Yet he said he’s had to admit that he’s “as much of the problem as anybody else,” noting that he drives over the Kootenay Pass that bisects caribou habitat.
“I’m talking to you on a phone that runs on electricity,” Ross said. “I heat my house with propane but it could be natural gas which is what the line is that runs through there [caribou habitat]. My house is built from wood. Minerals and the results of mining are everywhere in my house in all kinds of my devices.”
“That saddens me too on some level.”
McKenna’s press secretary Sabrina Kim said the federal government is “working very closely” with the B.C. government to finalize a province-wide caribou conservation agreement.
The agreement will contain immediate and long-term measures to support the recovery of southern mountain caribou, Kim said in an e-mail to The Narwhal.

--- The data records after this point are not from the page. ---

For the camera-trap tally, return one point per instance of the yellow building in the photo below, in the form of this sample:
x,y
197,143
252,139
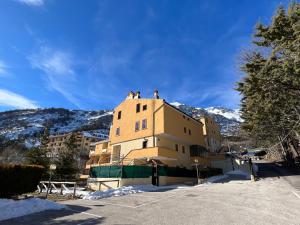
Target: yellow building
x,y
151,133
212,134
145,129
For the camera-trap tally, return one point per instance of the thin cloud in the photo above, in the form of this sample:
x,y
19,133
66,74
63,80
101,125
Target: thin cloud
x,y
11,99
32,2
3,69
57,65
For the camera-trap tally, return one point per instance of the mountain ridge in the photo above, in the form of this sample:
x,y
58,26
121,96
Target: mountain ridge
x,y
26,124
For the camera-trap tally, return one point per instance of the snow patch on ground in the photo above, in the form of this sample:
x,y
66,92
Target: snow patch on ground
x,y
126,190
11,208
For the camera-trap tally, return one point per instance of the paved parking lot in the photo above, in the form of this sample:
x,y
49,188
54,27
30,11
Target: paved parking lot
x,y
268,201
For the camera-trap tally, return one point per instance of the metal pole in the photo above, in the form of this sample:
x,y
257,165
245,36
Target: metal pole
x,y
49,184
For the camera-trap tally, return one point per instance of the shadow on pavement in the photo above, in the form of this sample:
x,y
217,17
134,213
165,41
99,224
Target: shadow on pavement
x,y
275,169
71,216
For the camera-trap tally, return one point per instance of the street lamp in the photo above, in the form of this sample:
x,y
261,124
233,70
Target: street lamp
x,y
196,163
52,167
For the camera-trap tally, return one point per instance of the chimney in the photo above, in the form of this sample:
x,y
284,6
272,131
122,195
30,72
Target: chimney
x,y
137,95
155,95
130,95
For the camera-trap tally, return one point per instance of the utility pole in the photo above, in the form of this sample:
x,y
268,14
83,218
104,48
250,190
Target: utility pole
x,y
230,151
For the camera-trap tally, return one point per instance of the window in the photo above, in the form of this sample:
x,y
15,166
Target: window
x,y
144,124
118,131
145,143
138,107
137,126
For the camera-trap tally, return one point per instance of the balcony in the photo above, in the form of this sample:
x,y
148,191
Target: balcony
x,y
98,159
159,153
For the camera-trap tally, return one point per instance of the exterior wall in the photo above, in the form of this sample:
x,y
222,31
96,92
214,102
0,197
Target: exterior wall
x,y
183,157
128,146
211,131
102,147
175,122
129,117
226,165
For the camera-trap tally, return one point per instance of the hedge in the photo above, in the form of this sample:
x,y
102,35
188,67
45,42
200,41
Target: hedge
x,y
136,171
19,179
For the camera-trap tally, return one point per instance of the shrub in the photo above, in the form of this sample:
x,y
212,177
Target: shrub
x,y
19,179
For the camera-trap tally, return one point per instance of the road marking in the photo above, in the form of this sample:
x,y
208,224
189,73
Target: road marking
x,y
90,214
154,201
127,206
298,196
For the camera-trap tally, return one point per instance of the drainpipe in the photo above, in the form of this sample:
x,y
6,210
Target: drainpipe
x,y
153,130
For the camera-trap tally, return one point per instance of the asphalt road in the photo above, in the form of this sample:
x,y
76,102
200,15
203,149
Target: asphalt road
x,y
271,200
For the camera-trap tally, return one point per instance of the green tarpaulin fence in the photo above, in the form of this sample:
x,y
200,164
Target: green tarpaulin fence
x,y
138,172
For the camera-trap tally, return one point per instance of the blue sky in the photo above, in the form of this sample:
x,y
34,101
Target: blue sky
x,y
90,54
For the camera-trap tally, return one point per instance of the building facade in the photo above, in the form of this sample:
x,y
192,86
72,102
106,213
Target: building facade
x,y
212,134
149,133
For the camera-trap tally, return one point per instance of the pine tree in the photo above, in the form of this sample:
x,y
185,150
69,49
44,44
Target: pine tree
x,y
271,88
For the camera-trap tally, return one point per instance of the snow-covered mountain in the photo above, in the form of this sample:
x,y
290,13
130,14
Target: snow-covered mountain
x,y
228,119
26,125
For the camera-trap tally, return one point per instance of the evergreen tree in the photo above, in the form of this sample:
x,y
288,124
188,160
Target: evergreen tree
x,y
271,88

She also confirmed that Ottawa is working with the B.C. government and West Moberly and Saulteau First Nations to finalize a partnership agreement that will focus on key conservation measures to support the recovery of southern mountain caribou populations in the nations’ traditional territory in the Peace region.
The two nations took matters into their own hands in 2014, launching a unique caribou penning project that has boosted the population of the imperilled Klinse-Za herd from 16 to 66 — for a price tag of about $125,000 for each caribou calf born in the pen.
News of the arrival of the three caribou to the Revelstoke pen comes after the B.C. government released the results of a Kootenay region pilot project on priority threat management, described as “a mathematical equation to determine how to save as many species as possible for the least cost.”